The rationale behind this recommendation is based on the limited clinical data available on the treatment of infections due to OXA-48-producing CRE and MBL-producing CRE.

• Ceftazidime/avibactam has shown in vitro activity against OXA-48-producing CRE, but the clinical experience is limited to observational studies with small sample sizes 1.
• The combination of ceftazidime/avibactam plus aztreonam has displayed in vitro synergy and improved 30-day mortality rates compared to other antibiotics active in vitro, including colistin, tigecycline, and fosfomycin 1.

Considerations

When treating infections caused by OXA-48 and NDM-producing bacteria in India, it is essential to consider the following:

• Antimicrobial susceptibility testing is crucial before initiating therapy as resistance patterns vary.
• Treatment duration typically ranges from 7-14 days depending on infection site and severity.
• The development of efficient MBL inhibitors is ongoing, and cefiderocol appears to be a promising therapeutic option, but its use against MBLs should be considered with caution due to high MIC values, risk of treatment-emergent resistance, and the role of combination therapy 1.

From the FDA Drug Label

Among Gram-negative uropathogens from both arms of Trial 2, genotypic testing identified certain ESBL groups (e.g., TEM-1, SHV-12, CTX-M-15, CTX-M-27, KPC-2, KPC-3, OXA-48) and AmpC beta-lactamases expected to be inhibited by avibactam in isolates from 273/281 (97. 2%) patients in the mMITT population.

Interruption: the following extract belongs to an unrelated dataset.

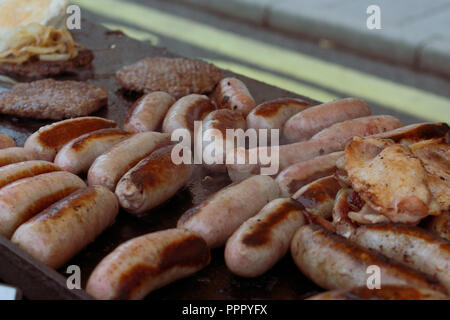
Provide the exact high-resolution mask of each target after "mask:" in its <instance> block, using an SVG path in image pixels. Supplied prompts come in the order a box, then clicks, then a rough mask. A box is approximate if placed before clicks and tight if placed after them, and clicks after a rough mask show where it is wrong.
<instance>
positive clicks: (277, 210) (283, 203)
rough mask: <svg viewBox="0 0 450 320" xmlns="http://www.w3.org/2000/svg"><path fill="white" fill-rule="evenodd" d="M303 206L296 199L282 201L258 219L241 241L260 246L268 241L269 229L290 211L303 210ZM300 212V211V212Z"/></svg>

The recommended treatment approach for infections caused by OXA-48 (Oxacillinase-48) and NDM (New Delhi Metallo-beta-lactamase) producing bacteria in India is not directly stated in the provided drug label. However, avibactam is expected to inhibit certain ESBL groups, including OXA-48.

• The clinical and microbiological cure rates for patients with ESBL-producing organisms, including OXA-48, were similar to the overall results in the trial.
• Avibactam in combination with ceftazidime may be considered as a treatment option for infections caused by OXA-48 producing bacteria.
• However, the label does not provide specific information on the treatment of NDM-producing bacteria. 2

From the Research

Treatment Approaches for OXA-48 and NDM Producing Bacteria

The prevalence of OXA-48 and NDM producing bacteria is high in India, and treating infections caused by these bacteria can be challenging.

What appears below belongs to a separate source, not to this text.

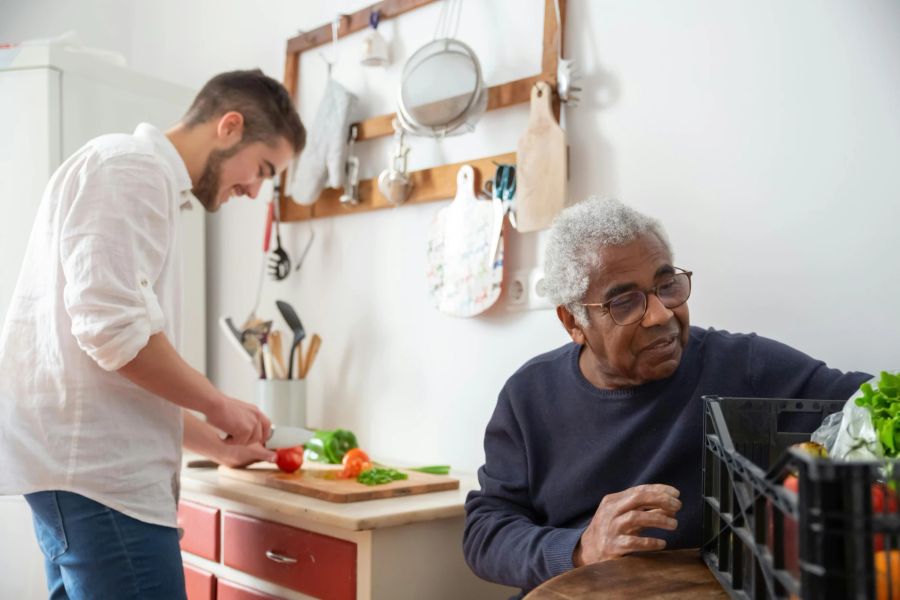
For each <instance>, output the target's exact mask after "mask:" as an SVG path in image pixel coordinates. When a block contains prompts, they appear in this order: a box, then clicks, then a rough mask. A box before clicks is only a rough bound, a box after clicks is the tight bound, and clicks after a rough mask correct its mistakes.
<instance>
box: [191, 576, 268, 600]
mask: <svg viewBox="0 0 900 600" xmlns="http://www.w3.org/2000/svg"><path fill="white" fill-rule="evenodd" d="M216 589H217V594H218V595H217V596H216V600H280V599H279V598H278V597H276V596H270V595H269V594H263V593H262V592H259V591H257V590H251V589H250V588H245V587H244V586H241V585H238V584H236V583H231V582H230V581H223V580H222V579H220V580H219V582H218V584H217V585H216ZM188 600H191V599H188Z"/></svg>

• The best available treatment option for OXA-48 producers is ceftazidime-avibactam, where available and when the price permits its use 3.
• Colistin remains as the second-line option if in vitro susceptibility is demonstrated with an appropriate method 3.
• For NDM producers, ceftazidime-avibactam and aztreonam combination or cefiderocol can be used, where available 3.
• Higher cefiderocol MICs against NDM producers is concerning, and aztreonam-avibactam provides hope for the treatment of NDM producers 3.

Combination Therapies

Combination therapies have shown promise in treating OXA-48 and NDM producing bacteria.

• Ceftazidime-avibactam plus colistin, tobramycin, or tigecycline were more effective against OXA-48-producing Enterobacterales strains 4.
• The combination of ceftazidime-avibactam and aztreonam (CZA-ATM) or cefiderocol as monotherapy are considered the treatment of choice for NDM and OXA-48-producing Klebsiella pneumoniae infections 5.
• A case report showed that a patient with NDM and OXA-48-producing Klebsiella pneumoniae infection was successfully treated with CZA-ATM and high-dose tigecycline 5.

Resistance and Evolutionary Trade-Offs

The development of resistance to ceftazidime-avibactam is a concern, and evolutionary trade-offs may limit the evolution of OXA-48-mediated resistance.

• Exposure to ceftazidime-avibactam can lead to changes in OXA-48, resulting in increased ability to hydrolyze ceftazidime and withstand the inhibitory effect of avibactam 6.
• The compromising effect of the amino acid substitutions in OXA-48 on other β-lactams and the effect of ceftazidime-avibactam exposure on the epidemic OXA-48 plasmid indicate that the evolution of ceftazidime-avibactam resistance comes with collateral effects 6.